Le chapitre 21 sert de fondement pour la dernière section de la confession de foi qui développera les doctrines rattachées à la pratique de la piété et de la vie chrétienne. Chacun des chapitres qui suivent doit être vu sous l’angle de la liberté chrétienne et la liberté de conscience : le culte religieux, les serments, le gouvernement civil, le mariage, l’Église et ses ordonnances, etc.
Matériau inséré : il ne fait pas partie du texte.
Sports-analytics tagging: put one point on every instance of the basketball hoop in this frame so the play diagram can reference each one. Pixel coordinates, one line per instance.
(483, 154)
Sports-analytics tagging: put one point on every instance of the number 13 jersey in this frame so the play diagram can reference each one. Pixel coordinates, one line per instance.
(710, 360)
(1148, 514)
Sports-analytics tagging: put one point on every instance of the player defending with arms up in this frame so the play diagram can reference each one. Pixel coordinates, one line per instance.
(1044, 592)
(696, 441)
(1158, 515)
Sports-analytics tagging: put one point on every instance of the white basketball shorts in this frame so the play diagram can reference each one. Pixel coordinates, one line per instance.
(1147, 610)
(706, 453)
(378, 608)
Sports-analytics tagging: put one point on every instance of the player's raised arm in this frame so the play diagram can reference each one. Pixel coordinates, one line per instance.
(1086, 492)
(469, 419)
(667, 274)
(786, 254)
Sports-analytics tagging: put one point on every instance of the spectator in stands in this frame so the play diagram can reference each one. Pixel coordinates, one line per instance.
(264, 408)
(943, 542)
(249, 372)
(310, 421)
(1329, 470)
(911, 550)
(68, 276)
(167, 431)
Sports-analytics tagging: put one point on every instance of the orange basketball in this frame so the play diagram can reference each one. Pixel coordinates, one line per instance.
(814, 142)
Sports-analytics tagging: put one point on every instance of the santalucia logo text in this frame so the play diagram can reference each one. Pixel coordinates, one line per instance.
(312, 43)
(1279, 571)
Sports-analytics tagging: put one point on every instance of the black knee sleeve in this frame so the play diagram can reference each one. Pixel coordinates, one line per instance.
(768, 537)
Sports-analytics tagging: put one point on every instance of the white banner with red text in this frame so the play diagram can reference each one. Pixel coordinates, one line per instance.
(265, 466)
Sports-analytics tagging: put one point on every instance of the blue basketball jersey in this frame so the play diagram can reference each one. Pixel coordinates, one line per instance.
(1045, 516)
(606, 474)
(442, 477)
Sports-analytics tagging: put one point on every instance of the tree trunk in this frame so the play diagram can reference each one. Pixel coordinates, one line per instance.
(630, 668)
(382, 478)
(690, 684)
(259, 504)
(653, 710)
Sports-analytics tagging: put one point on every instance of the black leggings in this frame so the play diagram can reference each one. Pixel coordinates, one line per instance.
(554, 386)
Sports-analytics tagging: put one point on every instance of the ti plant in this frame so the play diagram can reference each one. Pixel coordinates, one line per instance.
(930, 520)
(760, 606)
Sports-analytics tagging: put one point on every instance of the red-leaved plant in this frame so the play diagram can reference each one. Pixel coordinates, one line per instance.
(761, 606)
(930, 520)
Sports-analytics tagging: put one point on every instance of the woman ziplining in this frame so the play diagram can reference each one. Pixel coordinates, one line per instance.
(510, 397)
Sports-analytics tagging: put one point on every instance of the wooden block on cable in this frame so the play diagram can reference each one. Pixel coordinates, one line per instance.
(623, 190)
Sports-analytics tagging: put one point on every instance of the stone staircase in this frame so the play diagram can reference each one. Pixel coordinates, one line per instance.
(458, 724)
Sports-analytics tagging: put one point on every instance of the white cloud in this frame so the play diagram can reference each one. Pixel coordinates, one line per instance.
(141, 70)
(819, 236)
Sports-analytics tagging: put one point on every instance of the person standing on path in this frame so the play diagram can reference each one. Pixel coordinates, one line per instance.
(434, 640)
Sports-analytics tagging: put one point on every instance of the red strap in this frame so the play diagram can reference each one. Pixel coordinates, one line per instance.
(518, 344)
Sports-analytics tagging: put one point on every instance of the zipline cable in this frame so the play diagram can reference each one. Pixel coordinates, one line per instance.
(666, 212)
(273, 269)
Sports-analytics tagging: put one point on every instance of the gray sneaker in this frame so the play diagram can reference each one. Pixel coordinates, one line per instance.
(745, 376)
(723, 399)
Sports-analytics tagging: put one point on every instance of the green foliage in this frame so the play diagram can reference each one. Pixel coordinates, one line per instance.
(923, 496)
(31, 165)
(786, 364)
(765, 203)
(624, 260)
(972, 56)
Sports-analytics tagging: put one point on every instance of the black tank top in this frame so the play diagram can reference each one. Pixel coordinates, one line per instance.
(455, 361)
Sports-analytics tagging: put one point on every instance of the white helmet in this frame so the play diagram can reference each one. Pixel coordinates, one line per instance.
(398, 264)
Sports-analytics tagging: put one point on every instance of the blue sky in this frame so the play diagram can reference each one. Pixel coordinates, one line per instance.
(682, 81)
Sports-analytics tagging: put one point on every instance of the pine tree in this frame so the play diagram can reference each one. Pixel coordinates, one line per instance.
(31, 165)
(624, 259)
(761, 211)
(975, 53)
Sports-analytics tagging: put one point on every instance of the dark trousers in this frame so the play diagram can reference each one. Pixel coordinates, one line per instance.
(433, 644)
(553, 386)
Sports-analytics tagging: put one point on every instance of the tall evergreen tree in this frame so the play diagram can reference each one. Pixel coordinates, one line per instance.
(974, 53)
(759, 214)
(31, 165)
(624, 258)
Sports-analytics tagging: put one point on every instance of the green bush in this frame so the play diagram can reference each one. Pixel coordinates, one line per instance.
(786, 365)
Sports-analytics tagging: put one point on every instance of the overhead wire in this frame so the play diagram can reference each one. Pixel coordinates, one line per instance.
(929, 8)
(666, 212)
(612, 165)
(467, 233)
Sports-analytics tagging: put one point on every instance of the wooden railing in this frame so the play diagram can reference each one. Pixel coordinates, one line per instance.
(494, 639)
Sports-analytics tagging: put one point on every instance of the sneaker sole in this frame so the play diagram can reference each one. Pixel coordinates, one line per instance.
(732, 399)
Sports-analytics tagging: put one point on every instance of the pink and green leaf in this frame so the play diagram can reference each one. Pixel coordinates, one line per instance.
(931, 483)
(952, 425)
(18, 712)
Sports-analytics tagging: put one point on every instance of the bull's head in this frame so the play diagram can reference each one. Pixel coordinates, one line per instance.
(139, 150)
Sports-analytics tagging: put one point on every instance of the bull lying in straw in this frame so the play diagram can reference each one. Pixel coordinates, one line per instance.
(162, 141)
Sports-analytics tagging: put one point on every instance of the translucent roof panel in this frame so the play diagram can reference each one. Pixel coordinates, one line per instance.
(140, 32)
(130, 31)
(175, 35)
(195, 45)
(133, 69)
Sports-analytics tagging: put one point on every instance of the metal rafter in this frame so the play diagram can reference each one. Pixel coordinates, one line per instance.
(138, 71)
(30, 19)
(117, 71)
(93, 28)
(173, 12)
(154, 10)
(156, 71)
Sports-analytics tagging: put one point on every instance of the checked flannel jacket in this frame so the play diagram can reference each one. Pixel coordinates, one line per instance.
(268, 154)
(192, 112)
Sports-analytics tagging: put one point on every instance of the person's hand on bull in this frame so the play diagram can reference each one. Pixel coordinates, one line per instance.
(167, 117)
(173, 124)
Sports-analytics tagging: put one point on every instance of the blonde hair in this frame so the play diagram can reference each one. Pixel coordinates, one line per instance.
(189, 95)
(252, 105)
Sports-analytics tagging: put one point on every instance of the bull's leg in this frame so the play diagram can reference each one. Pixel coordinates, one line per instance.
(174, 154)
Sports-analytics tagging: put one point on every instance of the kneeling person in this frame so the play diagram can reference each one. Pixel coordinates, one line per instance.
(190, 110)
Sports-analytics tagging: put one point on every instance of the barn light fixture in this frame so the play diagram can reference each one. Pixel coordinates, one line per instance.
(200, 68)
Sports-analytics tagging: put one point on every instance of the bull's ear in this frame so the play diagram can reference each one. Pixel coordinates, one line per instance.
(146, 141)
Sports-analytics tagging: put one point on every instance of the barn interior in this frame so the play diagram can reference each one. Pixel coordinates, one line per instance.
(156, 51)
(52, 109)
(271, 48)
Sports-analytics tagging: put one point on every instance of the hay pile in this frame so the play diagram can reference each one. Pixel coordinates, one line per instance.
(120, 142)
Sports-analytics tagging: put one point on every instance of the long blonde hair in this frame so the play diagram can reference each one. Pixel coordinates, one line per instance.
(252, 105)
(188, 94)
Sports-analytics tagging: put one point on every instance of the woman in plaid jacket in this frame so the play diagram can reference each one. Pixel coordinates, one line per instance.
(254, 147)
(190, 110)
Pour que l’Église locale puisse ordonner tous ces éléments selon sa conscience à la lumière de la Parole de Dieu, elle doit être libre.

Nous présenterons donc cette doctrine fondamentale à partir de trois questions qui nous permettront d’exposer les trois paragraphes du chapitre 21 :

  1. En quoi consiste la liberté chrétienne?
  2. Qu’est-ce que la vraie liberté de conscience?
  3. La liberté individuelle ne mène-t-elle pas à l’anarchie?

CHAPITRE 21 – L’ÉVANGILE ET L’ÉTENDUE DE LA GRÂCE

Par. 1 – La liberté que Christ a acquise pour les croyants sous l’Évangile consiste en leur libération de la culpabilité du péché, de la condamnation de la colère de Dieu, de la sévérité et de la malédiction de la loi1. Ils sont délivrés de ce présent monde mauvais2, de l’esclavage de Satan3, de la domination du péché4, du mal des afflictions5 de la crainte et de l’aiguillon de la mort, de la victoire du tombeau6 et de la damnation éternelle7 ; par la liberté que Christ a acquise pour les croyants, ceux-ci ont un libre accès auprès de Dieu et deviennent obéissants, non par crainte servile8, mais par amour filial et bonne volonté9. Tout cela était également imparti en substance aux croyants sous la loi10. Cependant, sous le Nouveau Testament, la liberté des chrétiens est plus vaste encore : ils sont libérés du joug des lois cérémonielles auxquelles l’Église juive était assujettie, bénéficient d’une plus grande assurance dans leur accès au trône de la grâce et ont part à une plus large mesure du libre Esprit de Dieu que ne l’avaient généralement les croyants sous la loi11.

1. Ga 3.13 2. Ga 1.4 3. Ac 26.18    4. Ro 8.3    5. Ro 8.28

6. 1 Co 15.54-57 7. 2 Th 1.10 8. Ro 8.15    9. Lu 1.73-75 ; 1 Jn 4.18

10. Ga 3.9,14 11. Jn 7.38-39 ; Hé 10.19-21

Par. 2 – Dieu seul est le Seigneur de la conscience12 qu’il a laissée libre par rapport aux doctrines et aux commandements des hommes qui sont, en quelque matière que ce soit, contraires à sa Parole ou qui ne se retrouvent pas dans celle-ci13. Par conséquent, croire de telles doctrines ou obéir à de tels commandements par motif de conscience, c’est trahir la vraie liberté de conscience14 ; aussi, exiger une foi implicite ainsi qu’une obéissance absolue et aveugle, c’est détruire la liberté de conscience et contrevenir à la raison15.

12. Ja 4.12 ; Ro 14.4 13. Ac 4.19,29 ; 1 Co 7.23 ; Mt 15.9

14. Col 2.20,22-23 15. 1 Co 3.5 ; 2 Co 1.24

Par. 3 – Ceux qui, sous prétexte de liberté chrétienne, pratiquent un péché quelconque ou entretiennent quelque passion coupable, pervertissent l’intention principale de la grâce de l’Évangile pour leur propre destruction16. Ce faisant, ils annihilent complètement l’objectif de la vie chrétienne, qui est de servir le Seigneur sans crainte, en marchant dans la sainteté et la justice devant lui chaque jour de notre vie, étant délivrés de la main de tous nos ennemis17.